Le capitalisme dévore ses enfants

Pour la première fois depuis 30 ans, le groupe Volkswagen envisage des licenciements. La raison officielle – la concurrence chinoise. Mais il y a d'autres raisons.

L'ardoise pour la prétendue crise chez Volkswagen sera payée par les salariés... Foto: AndreasPraefcke / Wikimedia Commons / CC-BY 3.0

(KL) – Le groupe Volkswagen a toujours tiré son épingle du jeu. Le maître-mot était « expansion », et pendant trois décennies, aucun salarié du groupe n’a du être licencié. Mieux – la direction avait conclu un accord avec le puissant comité d’entreprise qui prévoyait une « garantie d’emploi » à tous les salariés jusqu’en 2029. Mais cet accord vient d’être annulé par la direction du groupe, ce qui veut dire que ni la fermeture de sites de production, ni le licenciement de salariés ne sont plus exclus.

Pour Oliver Blume, le PDG du groupe, il y a plusieurs facteurs qui menaceraient le groupe Volkswagen. D’une part, explique le manager, les Européens achètent moins de voitures et d’autre part, la concurrence chinoise arrive massivement sur les marchés européens. « Le gâteau n’a pas grandi, mais il y a de nouveaux invités à table », explique Blume.

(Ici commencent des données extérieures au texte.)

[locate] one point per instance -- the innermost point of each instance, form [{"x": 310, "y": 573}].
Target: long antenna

Dans les budgets du groupe, il manqueraient 5 milliards d’euros pour pouvoir continuer comme avant. Mais ce que Blume ne dit pas, c’est que l’année dernière, le groupe a versé 4,5 milliards d’euros de dividendes à ses actionnaires et cette année, la direction s’est payé un temps de loisir et de discussions pour plusieurs millions d’euros en Suède, en privatisant un hôtel de luxe et en faisant la fête sans compter les dépenses. Pendant ce temps, des salariés sont menacés par la perte de leur emploi.

La réponse à cette crise serait facile à mettre en œuvre, estime l’une des cheffes de Die Linke, Janine Wissler. « C’est minable que le groupe déclare ne pas pouvoir trouver 5 milliards d’euros pour éviter des fermetures d’usines et des licenciements », a-t-elle dit, « si VW a besoin de cette somme, le groupe n’a qu’à demander aux actionnaires comme la famille Porsche et Piëch de rembourser ces dividendes ».

Comme souvent, ce sont les « derniers de la cordée » qui payeront les pots cassés qui en fait, ne sont même pas cassés. Le groupe réalise toujours un bénéfice impressionnant. En 2023, le plus grand groupe automobile européen a enregistré un chiffre d’affaires de 322,3 milliards d’euros (!), pour un bénéfice de 17,9 milliards d’euros. Et pour 5 milliards d’euros, le groupe annule la « garantie d’emploi » pour ses salariés ?

Ce ne sont pas les évolutions des marchés qui mettent en péril la stabilité de l’emploi des salariés de Volkswagen, mais l’avidité des actionnaires qui visiblement se fichent de la question sociale des salariés du groupe. Mais ce capitalisme qui créé la précarité chez ceux qui n’ont pas les moyens de se défendre, est un modèle qui devra disparaître rapidement. Qu’une poignée d’actionnaires super-riches exsanguent un groupe industriel qui par ailleurs, se porte très bien, en faisant payer l’ardoise aux salariés, c’est un capitalisme digne du siècle dernier.

Tout comme nous avons besoin de nouveaux systèmes politiques et sociétaux, nous avons également besoin de nouveaux systèmes économiques, car ce capitalisme « far ouest » ne pourra plus durer. Le fruit du travail des classes ouvrières ne peut pas être éternellement encaissé par des actionnaires et les « marchés financiers », tandis que la paupérisation de nos sociétés continue. Il vaudrait mieux instaurer de nouveaux systèmes avant que les vieux systèmes qui ne fonctionnent plus, ne soient balayés par une population en colère et par la violence. Qu’un groupe menace ses salariés de licenciements économiques à un moment où des actionnaires encaissent des milliards, c’est un système vétuste qui doit être remis en question.